Training SAEs on Synthetic Data

Training SAEs on synthetic data allows you to work with a known ground truth, enabling precise evaluation of how well your SAE recovers the true underlying features. This is useful for:

Controlled experiments: Test SAE architectures and hyperparameters with known feature structures
Fast iteration: Train on CPU in under a minute with small models
Algorithm development: Benchmark new training methods against ground truth

For a hands-on walkthrough, see the tutorial notebook .

Beta feature

The synthetic data utilities should be considered in beta, and their API and functionality may change over the next few months. If this is a concern, we recommend pinning your SAELens version to avoid breaking changes.

Core Concepts

Feature Dictionary

A FeatureDictionary maps sparse feature activations to dense hidden activations. It stores a matrix of feature vectors and computes hidden = features @ feature_vectors + bias.

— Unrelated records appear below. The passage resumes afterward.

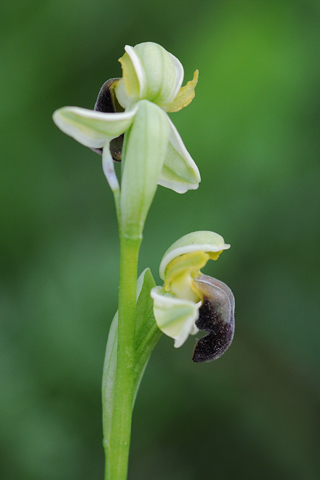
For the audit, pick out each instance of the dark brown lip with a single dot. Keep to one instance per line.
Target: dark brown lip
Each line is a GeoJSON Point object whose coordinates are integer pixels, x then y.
{"type": "Point", "coordinates": [216, 316]}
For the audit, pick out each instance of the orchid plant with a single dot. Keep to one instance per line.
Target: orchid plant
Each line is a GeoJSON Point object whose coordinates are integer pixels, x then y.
{"type": "Point", "coordinates": [129, 124]}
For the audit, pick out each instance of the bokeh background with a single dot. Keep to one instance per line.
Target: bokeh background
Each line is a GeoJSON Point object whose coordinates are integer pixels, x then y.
{"type": "Point", "coordinates": [253, 130]}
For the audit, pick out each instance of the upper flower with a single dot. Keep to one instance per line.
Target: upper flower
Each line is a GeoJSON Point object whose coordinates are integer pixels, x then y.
{"type": "Point", "coordinates": [190, 301]}
{"type": "Point", "coordinates": [136, 105]}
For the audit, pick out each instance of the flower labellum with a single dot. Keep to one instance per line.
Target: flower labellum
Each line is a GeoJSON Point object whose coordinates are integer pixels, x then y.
{"type": "Point", "coordinates": [216, 316]}
{"type": "Point", "coordinates": [107, 103]}
{"type": "Point", "coordinates": [190, 301]}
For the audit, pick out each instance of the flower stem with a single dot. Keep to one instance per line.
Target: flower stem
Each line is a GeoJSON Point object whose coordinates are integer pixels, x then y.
{"type": "Point", "coordinates": [117, 446]}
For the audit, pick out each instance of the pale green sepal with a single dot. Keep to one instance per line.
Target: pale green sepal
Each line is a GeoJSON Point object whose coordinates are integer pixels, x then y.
{"type": "Point", "coordinates": [179, 173]}
{"type": "Point", "coordinates": [149, 72]}
{"type": "Point", "coordinates": [184, 97]}
{"type": "Point", "coordinates": [144, 157]}
{"type": "Point", "coordinates": [90, 128]}
{"type": "Point", "coordinates": [160, 72]}
{"type": "Point", "coordinates": [174, 316]}
{"type": "Point", "coordinates": [147, 336]}
{"type": "Point", "coordinates": [205, 241]}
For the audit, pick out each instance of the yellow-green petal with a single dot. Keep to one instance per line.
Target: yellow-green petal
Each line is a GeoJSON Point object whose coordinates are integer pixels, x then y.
{"type": "Point", "coordinates": [208, 242]}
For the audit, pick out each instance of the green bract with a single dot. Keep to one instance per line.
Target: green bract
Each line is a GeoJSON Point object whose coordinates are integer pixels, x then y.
{"type": "Point", "coordinates": [177, 304]}
{"type": "Point", "coordinates": [135, 106]}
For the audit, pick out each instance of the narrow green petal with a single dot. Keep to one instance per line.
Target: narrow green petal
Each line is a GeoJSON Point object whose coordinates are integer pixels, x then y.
{"type": "Point", "coordinates": [179, 173]}
{"type": "Point", "coordinates": [92, 129]}
{"type": "Point", "coordinates": [143, 162]}
{"type": "Point", "coordinates": [175, 317]}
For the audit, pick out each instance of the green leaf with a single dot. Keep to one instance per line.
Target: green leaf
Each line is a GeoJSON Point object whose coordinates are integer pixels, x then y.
{"type": "Point", "coordinates": [147, 336]}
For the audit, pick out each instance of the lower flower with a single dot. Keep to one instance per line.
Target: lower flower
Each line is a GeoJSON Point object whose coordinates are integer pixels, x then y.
{"type": "Point", "coordinates": [190, 301]}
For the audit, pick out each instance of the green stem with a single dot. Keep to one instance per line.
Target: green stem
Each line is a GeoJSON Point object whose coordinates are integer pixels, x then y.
{"type": "Point", "coordinates": [117, 448]}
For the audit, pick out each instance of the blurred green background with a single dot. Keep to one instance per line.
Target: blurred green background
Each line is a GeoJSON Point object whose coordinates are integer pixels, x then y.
{"type": "Point", "coordinates": [253, 130]}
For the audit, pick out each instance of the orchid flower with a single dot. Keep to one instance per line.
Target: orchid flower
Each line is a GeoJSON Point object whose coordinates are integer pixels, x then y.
{"type": "Point", "coordinates": [136, 106]}
{"type": "Point", "coordinates": [190, 301]}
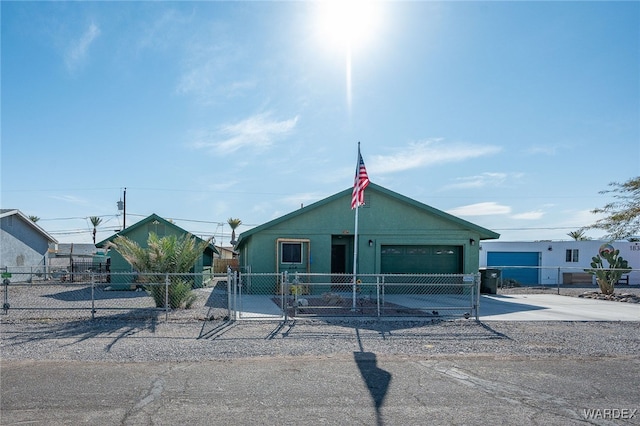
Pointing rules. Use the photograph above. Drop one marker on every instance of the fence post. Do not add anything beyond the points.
(5, 305)
(284, 291)
(378, 294)
(229, 289)
(93, 299)
(166, 297)
(477, 295)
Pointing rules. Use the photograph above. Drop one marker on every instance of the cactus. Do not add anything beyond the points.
(608, 277)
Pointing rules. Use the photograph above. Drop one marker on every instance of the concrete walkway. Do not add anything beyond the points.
(553, 307)
(521, 307)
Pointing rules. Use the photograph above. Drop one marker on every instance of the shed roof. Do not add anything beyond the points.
(29, 222)
(144, 222)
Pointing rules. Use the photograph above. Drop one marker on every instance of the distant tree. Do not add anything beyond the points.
(578, 235)
(95, 221)
(233, 223)
(623, 214)
(170, 254)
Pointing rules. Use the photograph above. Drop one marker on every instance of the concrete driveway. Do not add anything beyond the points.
(553, 307)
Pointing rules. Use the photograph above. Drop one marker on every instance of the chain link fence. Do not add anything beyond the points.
(117, 296)
(376, 295)
(237, 296)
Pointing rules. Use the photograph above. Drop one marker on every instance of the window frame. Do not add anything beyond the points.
(572, 256)
(296, 259)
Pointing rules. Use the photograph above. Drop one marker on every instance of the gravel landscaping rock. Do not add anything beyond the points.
(156, 340)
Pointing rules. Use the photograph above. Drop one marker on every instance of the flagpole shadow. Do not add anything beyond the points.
(376, 379)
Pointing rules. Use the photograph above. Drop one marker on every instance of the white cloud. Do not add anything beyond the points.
(481, 209)
(483, 180)
(78, 50)
(72, 199)
(428, 153)
(543, 149)
(532, 215)
(258, 131)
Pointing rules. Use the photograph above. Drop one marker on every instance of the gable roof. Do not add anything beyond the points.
(484, 233)
(29, 222)
(144, 222)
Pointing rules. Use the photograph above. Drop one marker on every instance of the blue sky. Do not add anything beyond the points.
(512, 115)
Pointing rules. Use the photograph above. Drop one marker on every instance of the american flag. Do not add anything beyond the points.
(360, 183)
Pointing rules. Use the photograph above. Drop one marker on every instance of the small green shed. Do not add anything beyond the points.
(139, 232)
(396, 234)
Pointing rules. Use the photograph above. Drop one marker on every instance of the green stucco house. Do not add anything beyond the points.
(139, 232)
(396, 234)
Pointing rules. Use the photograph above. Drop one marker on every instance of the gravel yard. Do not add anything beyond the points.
(142, 341)
(198, 335)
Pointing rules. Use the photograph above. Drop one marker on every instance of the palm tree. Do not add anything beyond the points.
(95, 221)
(170, 254)
(233, 223)
(578, 235)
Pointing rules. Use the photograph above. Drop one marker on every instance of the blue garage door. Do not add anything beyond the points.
(529, 261)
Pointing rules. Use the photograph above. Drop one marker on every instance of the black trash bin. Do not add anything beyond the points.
(489, 280)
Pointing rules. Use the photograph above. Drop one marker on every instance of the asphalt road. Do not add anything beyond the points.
(361, 388)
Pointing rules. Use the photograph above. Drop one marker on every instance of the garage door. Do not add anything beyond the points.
(401, 259)
(530, 261)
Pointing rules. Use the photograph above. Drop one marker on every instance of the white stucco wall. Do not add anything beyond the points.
(552, 256)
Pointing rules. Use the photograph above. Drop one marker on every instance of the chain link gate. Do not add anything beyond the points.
(285, 295)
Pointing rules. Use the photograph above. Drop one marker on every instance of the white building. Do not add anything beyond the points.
(553, 262)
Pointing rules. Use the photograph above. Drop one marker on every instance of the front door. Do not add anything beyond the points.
(339, 267)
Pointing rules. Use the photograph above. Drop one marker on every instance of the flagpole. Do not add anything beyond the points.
(355, 238)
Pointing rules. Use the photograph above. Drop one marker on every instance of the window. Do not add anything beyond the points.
(572, 255)
(291, 252)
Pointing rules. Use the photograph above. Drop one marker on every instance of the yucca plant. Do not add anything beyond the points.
(608, 277)
(170, 254)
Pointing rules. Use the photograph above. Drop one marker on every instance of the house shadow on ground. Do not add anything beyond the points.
(108, 328)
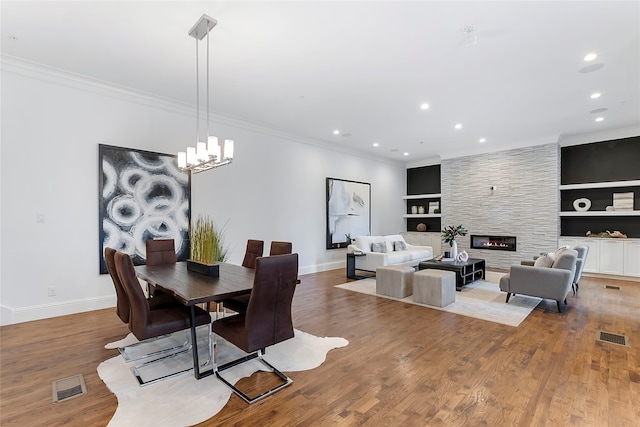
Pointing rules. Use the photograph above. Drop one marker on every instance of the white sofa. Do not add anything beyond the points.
(410, 256)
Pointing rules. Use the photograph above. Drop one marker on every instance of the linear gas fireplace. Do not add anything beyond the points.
(495, 243)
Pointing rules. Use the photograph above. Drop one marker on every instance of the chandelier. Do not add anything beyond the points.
(207, 154)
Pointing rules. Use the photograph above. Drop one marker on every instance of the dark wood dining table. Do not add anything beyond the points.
(193, 288)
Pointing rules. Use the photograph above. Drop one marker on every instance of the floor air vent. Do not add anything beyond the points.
(612, 338)
(68, 388)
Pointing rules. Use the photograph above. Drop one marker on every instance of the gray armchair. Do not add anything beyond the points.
(583, 251)
(553, 282)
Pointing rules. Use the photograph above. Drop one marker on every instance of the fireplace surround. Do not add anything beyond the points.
(494, 243)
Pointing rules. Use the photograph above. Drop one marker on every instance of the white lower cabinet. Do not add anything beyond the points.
(593, 257)
(609, 256)
(424, 239)
(632, 258)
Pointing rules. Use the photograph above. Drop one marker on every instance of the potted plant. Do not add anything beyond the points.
(449, 235)
(207, 246)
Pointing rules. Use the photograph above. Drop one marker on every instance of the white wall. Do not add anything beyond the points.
(52, 124)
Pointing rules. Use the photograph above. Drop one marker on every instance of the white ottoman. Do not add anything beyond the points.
(434, 287)
(394, 281)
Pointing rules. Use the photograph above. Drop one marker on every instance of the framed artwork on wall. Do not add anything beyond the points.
(142, 195)
(348, 211)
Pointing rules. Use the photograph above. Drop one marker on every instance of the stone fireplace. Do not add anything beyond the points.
(494, 243)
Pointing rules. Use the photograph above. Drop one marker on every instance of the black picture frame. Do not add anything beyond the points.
(348, 212)
(142, 195)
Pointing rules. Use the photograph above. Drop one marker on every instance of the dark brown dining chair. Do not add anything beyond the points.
(255, 249)
(267, 320)
(159, 252)
(280, 248)
(145, 323)
(123, 310)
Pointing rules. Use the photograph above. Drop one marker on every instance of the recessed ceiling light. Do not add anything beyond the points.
(590, 56)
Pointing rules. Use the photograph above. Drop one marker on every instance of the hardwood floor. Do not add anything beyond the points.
(404, 365)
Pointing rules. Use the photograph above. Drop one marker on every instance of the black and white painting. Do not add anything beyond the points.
(143, 195)
(348, 211)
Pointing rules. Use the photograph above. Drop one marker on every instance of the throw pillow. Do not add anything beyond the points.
(399, 245)
(544, 261)
(379, 247)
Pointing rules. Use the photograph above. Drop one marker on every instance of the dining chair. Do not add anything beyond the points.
(255, 248)
(146, 323)
(280, 248)
(159, 252)
(267, 320)
(123, 310)
(239, 303)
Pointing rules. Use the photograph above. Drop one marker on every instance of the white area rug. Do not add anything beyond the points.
(481, 299)
(182, 400)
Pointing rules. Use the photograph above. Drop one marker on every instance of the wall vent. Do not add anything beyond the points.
(612, 338)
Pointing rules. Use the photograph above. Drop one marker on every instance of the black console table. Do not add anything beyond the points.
(466, 271)
(351, 266)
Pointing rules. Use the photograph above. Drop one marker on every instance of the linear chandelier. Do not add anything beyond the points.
(205, 155)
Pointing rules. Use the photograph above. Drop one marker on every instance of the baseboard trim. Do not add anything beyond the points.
(9, 315)
(612, 276)
(309, 269)
(45, 311)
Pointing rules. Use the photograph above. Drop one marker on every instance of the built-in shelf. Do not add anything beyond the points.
(601, 213)
(421, 196)
(591, 185)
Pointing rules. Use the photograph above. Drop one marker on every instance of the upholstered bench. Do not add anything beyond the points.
(434, 287)
(394, 281)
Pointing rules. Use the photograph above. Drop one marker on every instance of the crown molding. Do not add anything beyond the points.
(81, 82)
(568, 140)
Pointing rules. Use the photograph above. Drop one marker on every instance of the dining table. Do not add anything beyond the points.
(193, 288)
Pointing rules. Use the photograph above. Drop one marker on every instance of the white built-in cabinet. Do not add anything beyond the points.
(424, 239)
(609, 256)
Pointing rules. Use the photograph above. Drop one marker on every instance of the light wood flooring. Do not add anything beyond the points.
(405, 365)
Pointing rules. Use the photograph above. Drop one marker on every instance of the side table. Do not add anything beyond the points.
(351, 265)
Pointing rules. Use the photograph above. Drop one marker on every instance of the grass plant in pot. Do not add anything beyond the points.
(449, 235)
(207, 247)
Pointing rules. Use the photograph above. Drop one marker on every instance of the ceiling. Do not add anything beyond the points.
(516, 76)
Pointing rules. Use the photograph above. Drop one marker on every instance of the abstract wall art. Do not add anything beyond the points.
(142, 195)
(348, 211)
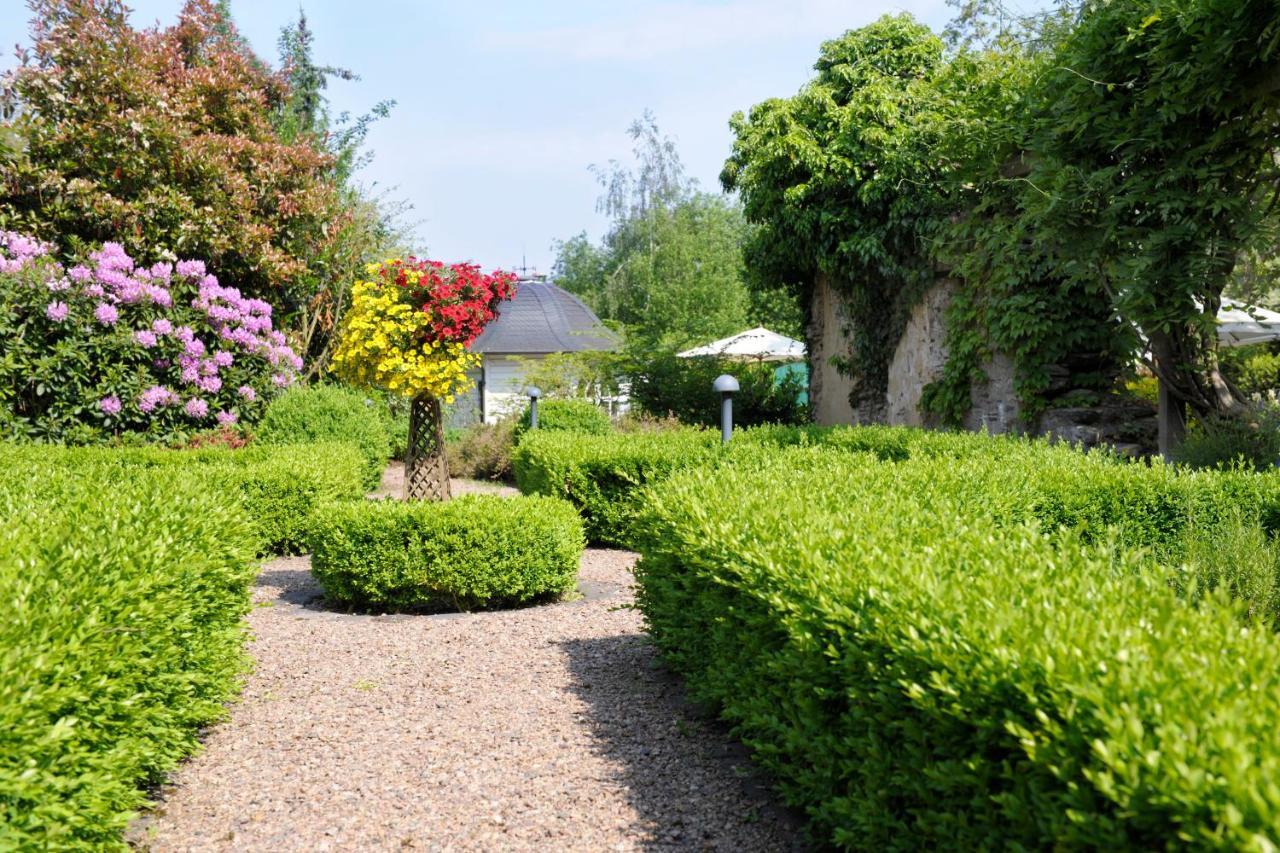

from sae_lens.synthetic import FeatureDictionary, orthogonal_initializer

# Create dictionary with 16 features in 32-dimensional space
feature_dict = FeatureDictionary(
    num_features=16,
    hidden_dim=32,
    initializer=orthogonal_initializer(),  # Makes features orthogonal
)

Use orthogonal_initializer() to create features that don't overlap, making it easier to evaluate SAE performance.

Activation Generator

An ActivationGenerator samples sparse feature activations with controlled firing probabilities.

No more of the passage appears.